Results from the protocol review will be summarized under the themes of: (1) “modality of data collection,” (2) “equipment for data collection,” (3) “guided visit instruction or materials,” (4) “participant-staff interaction,” and (5) “reliability and validity of measures” (see Multimedia Appendix 2 [8-10,17,21-24,27-29,32]). Results and best practice recommendations from the current protocol review will be used in the design and implementation of a substudy to provide more evidence for virtual real-time data collection. We will examine the concordance between virtual real-time collection of height, weight, and neck circumference collected by participants while guided by research team members and in-person collection of height, weight, and neck circumference collected by a research team member on a sample of over 600 families. These results will add more concrete evidence to virtual real-time data collection methods that were assessed in this protocol review. We expect to carry out this substudy over the next year.


This study aimed to review the different protocols and approaches used to conduct virtual real-time data collection visits over the past 10 years and during COVID-19 to identify best practices in virtual real-time data collection. Our review identified four areas in which there were both similarities and differences across studies using remote real-time data collection: (1) mode, (2) equipment, (3) guided visit instruction or materials, and (4) participant-staff interaction. We found that remote data collection approaches were used successfully across a range of different populations. A variety of approaches were used to collect data and maintain participant engagement, depending on populations and the type of data collection.

Several studies reported that providing as much equipment as possible within budget constraints resulted in successful data collection and a more representative study population. For example, multiple studies explained that providing hotspots was particularly effective in reducing barriers to participation, especially for racially or ethnically diverse and low-income populations [5,6,14,26]. Other studies that did not provide hotspots cited a lack of internet as an exclusion factor as well as a study limitation [11,15,21,23,24,28]. Studies that excluded participants without access to the internet limited the generalizability of their study population. Providing hotspots also allowed for the inclusion of rural [9] and low-income populations, for whom reliable internet may not be as readily accessible. The mode of instruction and level of interaction between staff, researchers, and participants were also emphasized as important considerations across studies. Several studies suggested that providing real-time instructions through videoconferencing was particularly helpful for specific types of data collection; in particular, real-time instructions were helpful for obtaining height and weight data as researchers could see the way participants were measuring themselves and provide real-time corrections to participants approaches to self-measurement with the goal of improving the reliability and validity of these measures.


Based on findings from this review, we propose some best practice protocol recommendations to move the field forward regarding virtual real-time data collection (see Multimedia Appendix 1).

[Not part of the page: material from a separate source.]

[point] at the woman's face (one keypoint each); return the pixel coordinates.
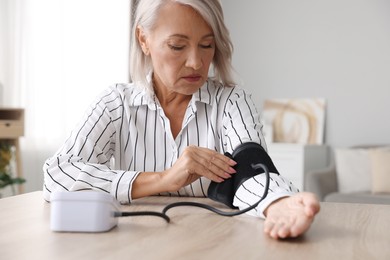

Create Protocols and Materials for Research Staff to Facilitate or Guide Participants Through Data Collection

Protocols and materials should be created for research staff to facilitate and guide participants as much as possible through data collection. Protocols should be as detailed as possible to ensure research staff are able to provide the same detailed instructions to all participants. While remote research removes some barriers to data collection, it also makes data collection more difficult for certain measures (ie, height); therefore, research staff should go through a thorough training process and certification so they are able to provide the same level of instruction to all participants. All materials (scales, electrocardiogram equipment, spirometers, etc) necessary to adhere to the research protocols should also be provided to reduce bias among participant results and to improve participation across diverse populations for increased generalizability of study findings. Troubleshooting guides should be provided for research staff so they are able to help participants through any issues (ie, videoconferencing not working) that may arise.

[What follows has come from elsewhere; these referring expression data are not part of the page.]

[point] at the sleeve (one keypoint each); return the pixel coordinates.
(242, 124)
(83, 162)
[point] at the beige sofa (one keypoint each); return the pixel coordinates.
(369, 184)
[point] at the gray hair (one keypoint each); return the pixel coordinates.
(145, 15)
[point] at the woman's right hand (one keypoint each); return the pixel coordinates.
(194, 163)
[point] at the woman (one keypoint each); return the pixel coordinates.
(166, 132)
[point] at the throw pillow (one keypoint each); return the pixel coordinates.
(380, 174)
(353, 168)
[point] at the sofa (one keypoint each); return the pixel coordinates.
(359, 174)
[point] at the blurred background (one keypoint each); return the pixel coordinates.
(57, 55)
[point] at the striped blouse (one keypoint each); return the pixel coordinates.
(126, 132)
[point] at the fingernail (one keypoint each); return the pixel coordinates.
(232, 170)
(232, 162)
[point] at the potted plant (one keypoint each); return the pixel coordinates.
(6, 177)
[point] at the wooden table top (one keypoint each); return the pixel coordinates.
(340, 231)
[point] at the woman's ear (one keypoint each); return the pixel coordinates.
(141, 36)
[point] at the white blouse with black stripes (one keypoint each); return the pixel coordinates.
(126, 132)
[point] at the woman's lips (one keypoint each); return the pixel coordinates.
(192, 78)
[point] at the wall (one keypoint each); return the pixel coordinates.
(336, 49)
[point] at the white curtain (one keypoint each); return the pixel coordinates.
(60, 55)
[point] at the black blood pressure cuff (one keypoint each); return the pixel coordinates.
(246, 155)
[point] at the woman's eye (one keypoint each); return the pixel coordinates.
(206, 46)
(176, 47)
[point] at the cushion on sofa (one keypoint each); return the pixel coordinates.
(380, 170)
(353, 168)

Provide all Necessary Equipment to Participants

Researchers should aim to provide as much necessary equipment (eg, web cameras and tablets) as possible to participants to ensure all participants have access to the same research equipment. For example, hotspots should be provided to those without access to a stable internet connection (low-income participants, rural participants, etc) so that all interested participants can fully engage in data collection. Providing scales and tape measures to participants is also beneficial, as previous studies have found results differ when using home equipment [33]. More complex studies, such as those involving electrocardiogram equipment, should provide the equipment, as this is not easily accessible to participants. It may be best to include the various types of equipment in a “toolkit” so that participants have all their needed equipment, including directions, in the same packages. Given that providing the equipment necessary to participants at their home address is costly, researchers should budget for these materials and shipping expenses when requesting funding packages.

One other key consideration that researchers need to address when conducting remote real-time data collection is exclusion criteria based on equipment requirements. For example, our review of the literature revealed that some studies chose to exclude participants that did not have reliable internet access or access to a device that could connect to the internet [5,21]. This was done because having internet services and access to internet-capable devices was deemed necessary to conduct research at a distance. However, requiring participants to have access to reliable internet and internet-capable devices can impact how representative the study population is of the population of interest.

Pilot Data Collection

Collecting pilot data from actual participants before starting official data collection should be strongly considered. Having a shorter pilot previsit before the official data collection visit allows participants to become familiar with the protocols and videoconferencing software, troubleshoot any technological issues, and build rapport with the research staff before data collection. This can also be an opportunity to ask for feedback from participants.

Iteratively Accept Feedback

Researchers should accept feedback from participants in an iterative manner that allows for adaptations of study protocols as the study advances. Accepting feedback results in meeting the needs of participants better and increases the likelihood of adherence to the research protocols.

Provide Instructions for Participants in Multiple Formats

Instructions for participants should be provided in multiple forms (ie, oral, written, and video instructions) to assure that all different styles of learning are accounted for and that participants understand the protocol and can look back at the directions if any questions arise. Additionally, across studies, the more that staff interacted with participants, the better the data collection visit went regarding flow and quality of data collected. This is particularly true for certain types of data collection, such as height and weight, where research staff can offer real-time corrections and guidance as the data are being collected. Textbox 2 shows best practices for virtual data collection.

Textbox 2. Recommended best practices for virtual data collection.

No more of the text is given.